GE acquires Wise.io to deepen its machine learning stack

GE Digital today announced that it has acquired Wise.io, a machine-learning powered service that helps businesses find patterns and trends in their vast data stores. At first glance, that may seem like an odd acquisition for a company like GE. It’s important to keep in mind, though, that with Predix, GE already offers its customers a service that focuses on helping them monitor their equipment, whether that’s an industrial tool or an aircraft engine, and predict issues based on the monitoring data.

As GE CIO Jim Fowler told me, the company’s developers wrote a few hundred different models for lots of different assets in Predix. The service has some rudimentary AI capabilities, but the addition of Wise.io’s technology — which can find patterns on its own — and its team will allow GE to offer a far more flexible model. “As we think about services going forward, you’ll see GE enter verticals we haven’t been in before,” Fowler told me.

2hf4wuyu_400x400In many ways, GE itself is undergoing the kind of digital transformation that many of its own customers are dealing with. It’s undergoing what Fowler called a “new industrial revolution,” where it has to reposition itself to play in the field of analytics, data, machine learning, etc. To keep pace, the company has been making a number of acquisitions. These include the purchase of ServiceMax for almost $1 billion yesterday and Wise.io today (as well as the rather quiet acquisition of data integration platform Bit Stew earlier this year).

GE and Wise.io did not disclose the acquisition price. Wise.io previously raised $3.58 million. The company also participated in the Alchemist Accelerator and Citrix Startup Accelerator programs.

Wise.io will continue to operate as usual and GE will continue to service its existing customers. While the company is mostly buying Wise.io for its technology and talent, this also means it’s getting access to quite a few Wise.io customers who probably never considered GE as a vendor.

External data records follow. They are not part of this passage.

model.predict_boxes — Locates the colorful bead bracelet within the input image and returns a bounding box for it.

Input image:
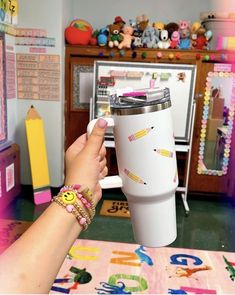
[52,185,95,230]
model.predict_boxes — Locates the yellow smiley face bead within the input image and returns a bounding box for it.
[61,191,77,204]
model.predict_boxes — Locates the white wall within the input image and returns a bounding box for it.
[73,0,217,29]
[16,0,69,187]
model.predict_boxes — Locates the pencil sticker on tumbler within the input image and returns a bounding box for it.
[25,106,51,204]
[124,169,147,184]
[154,149,173,158]
[128,126,154,141]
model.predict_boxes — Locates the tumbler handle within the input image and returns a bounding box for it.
[87,118,122,189]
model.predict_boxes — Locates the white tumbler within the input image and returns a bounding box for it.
[88,88,178,247]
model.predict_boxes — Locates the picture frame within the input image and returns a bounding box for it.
[90,61,196,143]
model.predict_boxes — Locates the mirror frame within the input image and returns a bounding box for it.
[0,32,7,145]
[197,71,235,176]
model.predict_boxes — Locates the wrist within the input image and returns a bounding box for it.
[52,185,95,230]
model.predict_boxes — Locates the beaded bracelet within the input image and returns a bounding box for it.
[60,184,95,218]
[52,185,95,230]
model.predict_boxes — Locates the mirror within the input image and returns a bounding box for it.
[197,71,235,176]
[0,32,7,144]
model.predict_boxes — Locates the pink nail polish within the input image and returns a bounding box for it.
[98,118,107,128]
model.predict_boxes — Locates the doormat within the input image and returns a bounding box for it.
[100,200,130,218]
[0,219,32,254]
[50,240,235,294]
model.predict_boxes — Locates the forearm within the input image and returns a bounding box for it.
[0,203,81,293]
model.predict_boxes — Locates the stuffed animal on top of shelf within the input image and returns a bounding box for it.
[141,26,159,48]
[108,24,122,48]
[164,22,179,39]
[192,26,212,50]
[179,20,191,49]
[118,25,134,49]
[132,29,143,48]
[153,22,165,33]
[113,15,126,30]
[136,14,149,32]
[158,29,170,49]
[65,19,93,45]
[170,31,180,49]
[97,27,109,47]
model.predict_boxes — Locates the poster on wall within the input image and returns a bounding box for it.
[6,45,16,99]
[0,32,7,147]
[6,163,15,192]
[0,0,18,25]
[16,53,60,100]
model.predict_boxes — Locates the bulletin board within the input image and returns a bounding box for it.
[91,61,196,142]
[0,32,7,144]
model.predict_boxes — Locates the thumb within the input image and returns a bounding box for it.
[86,118,108,156]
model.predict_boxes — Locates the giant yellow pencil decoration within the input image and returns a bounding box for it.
[124,169,147,184]
[128,126,154,141]
[25,106,51,204]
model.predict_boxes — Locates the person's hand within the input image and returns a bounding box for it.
[65,118,108,203]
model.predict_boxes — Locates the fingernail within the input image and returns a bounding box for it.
[98,118,108,128]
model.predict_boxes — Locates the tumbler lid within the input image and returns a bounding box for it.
[110,88,171,115]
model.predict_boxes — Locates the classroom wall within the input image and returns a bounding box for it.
[72,0,217,29]
[12,0,71,187]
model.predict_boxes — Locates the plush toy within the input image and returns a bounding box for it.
[179,20,190,30]
[136,14,149,32]
[114,16,126,30]
[108,24,122,48]
[97,27,109,47]
[118,25,134,49]
[191,22,201,34]
[158,29,170,49]
[153,22,165,32]
[142,27,159,48]
[164,22,179,39]
[179,27,191,49]
[193,26,208,49]
[170,31,180,49]
[65,19,93,45]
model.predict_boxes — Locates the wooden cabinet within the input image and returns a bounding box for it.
[65,45,235,194]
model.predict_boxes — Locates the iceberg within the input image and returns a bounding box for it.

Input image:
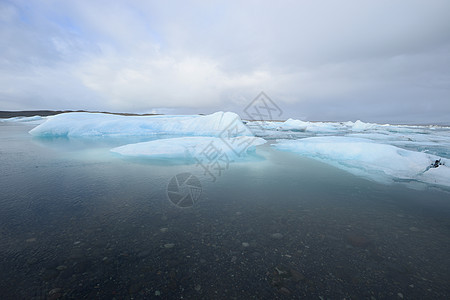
[110,136,266,160]
[272,136,450,186]
[30,112,252,137]
[0,116,46,124]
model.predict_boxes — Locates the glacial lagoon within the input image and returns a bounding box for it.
[0,116,450,299]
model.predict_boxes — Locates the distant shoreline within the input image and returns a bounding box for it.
[0,110,450,127]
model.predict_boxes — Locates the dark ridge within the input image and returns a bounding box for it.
[0,110,158,118]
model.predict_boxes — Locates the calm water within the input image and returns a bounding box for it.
[0,123,450,299]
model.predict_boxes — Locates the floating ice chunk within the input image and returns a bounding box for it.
[30,112,252,136]
[280,119,308,131]
[273,136,450,186]
[110,136,266,159]
[344,120,380,131]
[0,116,45,124]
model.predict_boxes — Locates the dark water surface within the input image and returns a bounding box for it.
[0,124,450,299]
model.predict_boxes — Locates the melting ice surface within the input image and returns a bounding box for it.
[30,112,252,137]
[25,112,450,186]
[111,136,266,160]
[0,116,47,124]
[273,136,450,186]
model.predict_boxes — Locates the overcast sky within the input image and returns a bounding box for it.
[0,0,450,123]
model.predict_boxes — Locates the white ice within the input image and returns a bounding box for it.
[30,112,252,137]
[111,136,266,160]
[273,136,450,186]
[0,116,46,124]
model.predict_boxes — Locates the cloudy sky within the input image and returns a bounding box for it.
[0,0,450,123]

Wise.io’s users currently include the likes of Pinterest, Twilio, Thumbtack and Republic Wireless.

GE expects that software will bring in $15 billion in revenue by 2020 (I wonder if it used Predix to set that number…). The vast majority of this ($10 billion) will likely come from existing customers, $1 billion will come from the efficiencies it hopes to gain by driving internal usage of technologies like Wise.io and it expects that $4 billion will come from new customers.